Case ID: f2d_986/html/0278-01.html
Source: Caselaw Access Project
Author: {"author": "MORRIS SHEPPARD ARNOLD, Circuit Judge.", "license": "Public Domain", "url": "https://static.case.law/"}
Date Created: 2024-08-24T03:29:51.129683

UNITED STATES of America, Appellant, v. Rachel TUCKER, Appellee.
    No. 92-2419.
    United States Court of Appeals, Eighth Circuit.
    Submitted Jan. 15, 1993.
    Decided Feb. 24, 1993.
    Michael D. Johnson, Little Rock, AR, for appellant.
    John I. Purtle, Little Rock, AR, for appellee.
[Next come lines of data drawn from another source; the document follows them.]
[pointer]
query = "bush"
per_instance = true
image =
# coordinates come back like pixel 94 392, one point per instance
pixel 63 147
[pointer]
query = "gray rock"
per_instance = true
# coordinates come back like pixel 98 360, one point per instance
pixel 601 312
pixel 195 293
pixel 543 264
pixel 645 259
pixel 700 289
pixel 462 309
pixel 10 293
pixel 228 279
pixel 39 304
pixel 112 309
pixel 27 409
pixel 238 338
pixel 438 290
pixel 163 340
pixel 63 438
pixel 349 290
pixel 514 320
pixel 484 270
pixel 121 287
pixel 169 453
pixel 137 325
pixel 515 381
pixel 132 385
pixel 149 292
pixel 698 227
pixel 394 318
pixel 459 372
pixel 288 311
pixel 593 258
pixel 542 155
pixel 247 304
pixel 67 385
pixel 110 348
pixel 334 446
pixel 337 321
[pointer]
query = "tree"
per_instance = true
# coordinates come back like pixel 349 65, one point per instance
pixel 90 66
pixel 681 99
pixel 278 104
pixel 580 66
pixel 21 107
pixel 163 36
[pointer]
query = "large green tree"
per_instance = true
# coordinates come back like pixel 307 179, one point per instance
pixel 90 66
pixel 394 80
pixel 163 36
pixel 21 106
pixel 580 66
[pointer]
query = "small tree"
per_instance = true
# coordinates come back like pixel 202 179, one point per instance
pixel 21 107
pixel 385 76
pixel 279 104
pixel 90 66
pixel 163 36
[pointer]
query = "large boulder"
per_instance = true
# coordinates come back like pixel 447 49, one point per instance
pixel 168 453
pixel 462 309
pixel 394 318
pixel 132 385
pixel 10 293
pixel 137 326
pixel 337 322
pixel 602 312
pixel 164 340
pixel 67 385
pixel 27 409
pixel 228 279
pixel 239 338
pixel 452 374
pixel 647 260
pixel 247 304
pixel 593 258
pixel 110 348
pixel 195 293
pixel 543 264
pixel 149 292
    Before RICHARD S. ARNOLD, Chief Judge, MORRIS SHEPPARD ARNOLD, Circuit Judge, and JEAN C. HAMILTON, District Judge.
    
      
       The HONORABLE JEAN C. HAMILTON, District Judge for the Eastern District of Missouri, sitting by designation.
    
   MORRIS SHEPPARD ARNOLD, Circuit Judge.

Defendant Rachel Tucker pleaded guilty to charges of possessing methamphetamine and conspiracy to possess with intent to distribute amphetamine and methamphetamine. Because of the large amounts of drugs involved, her sentencing guideline range was 155-188 months. Because of a statutory ceiling applicable to her case, however, she was legally eligible for only a six-year sentence. After extensive medical inquiries into Tucker’s competency and mental state were performed, the trial court decided to depart from the guidelines and sentenced Tucker to three years of home detention, 793 F.Supp. 894. This appeal followed and we reverse.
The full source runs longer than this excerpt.